The Eighth Circuit provides appellate review of federal cases brought in Arkansas, Iowa, Missouri, Minnesota, Nebraska, North Dakota, and South Dakota. This case is getting attention outside these states, partly because there have been very few federal appellate cases on the topic of timekeeping rounding and partly because the DOL filed a brief in support of the plaintiff’s position during the appeal. Even though the DOL’s own rules specifically allow this kind of rounding to be done by the employer, the plaintiffs and the DOL pointed to the actual impact of the otherwise lawful practice as being unlawful.

Employers may want to consider ways to avoid the likelihood of being challenged on their rounding practices:

1.         Be transparent with employees: Employees should be informed of rounding practices. Done according to DOL rules, it is a lawful practice. The issue in this case is whether the legal practice had an unlawful impact.

2.         Pay attention to complaints from individuals that rounding is unfair: If you get a complaint, review your records to see if the individual benefited from the rounding practice over time. 
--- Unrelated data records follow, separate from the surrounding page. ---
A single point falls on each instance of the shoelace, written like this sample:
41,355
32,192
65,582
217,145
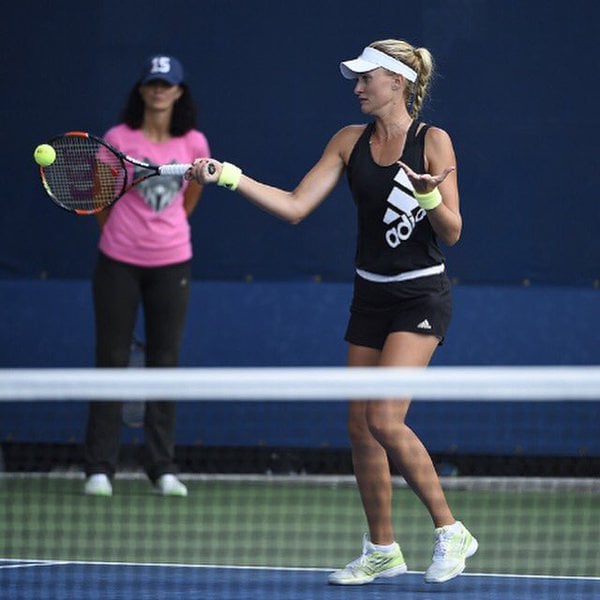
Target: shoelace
442,545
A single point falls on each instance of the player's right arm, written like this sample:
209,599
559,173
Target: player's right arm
312,190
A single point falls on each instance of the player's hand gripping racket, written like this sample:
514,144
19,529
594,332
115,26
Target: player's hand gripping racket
88,174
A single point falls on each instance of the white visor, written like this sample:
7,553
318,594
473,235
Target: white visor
372,59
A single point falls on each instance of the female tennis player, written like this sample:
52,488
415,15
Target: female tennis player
401,173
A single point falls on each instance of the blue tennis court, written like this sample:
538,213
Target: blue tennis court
41,580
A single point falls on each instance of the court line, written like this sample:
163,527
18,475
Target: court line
532,484
42,563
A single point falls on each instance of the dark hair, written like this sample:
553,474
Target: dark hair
182,120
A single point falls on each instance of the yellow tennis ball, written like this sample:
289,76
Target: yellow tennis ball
44,155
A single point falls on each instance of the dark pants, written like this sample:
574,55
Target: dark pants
118,290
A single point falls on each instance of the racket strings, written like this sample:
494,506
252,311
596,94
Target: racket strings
86,175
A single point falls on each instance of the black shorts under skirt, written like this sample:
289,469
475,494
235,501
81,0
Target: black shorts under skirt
422,305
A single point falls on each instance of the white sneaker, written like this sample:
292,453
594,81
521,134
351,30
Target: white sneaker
98,485
169,485
370,565
453,545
3.         Set the rounding process to always favor employees: Some companies choose to set up their rounding formula to always favor employees. Time is never rounded down. Other companies practice rounding in favor of the employee for start times and in favor of the employer for end-of-shift times. These practices are not unlawful if consistently and neutrally applied.

4.         Periodically audit the impact of your rounding practice: Don’t wait to get sued to find out who is coming out ahead in the long term. Over a year or two, did the employer or the employees benefit from the practice? 

5.         Stop rounding: The rule allowing rounding of timekeeping was developed back in 1955, an age before automated timekeeping systems. The Eighth Circuit opinion pointed out that current computerized timekeeping systems make it easier for employers to pay based on actual reported hours. Rounding is no longer the business necessity it may have been decades ago.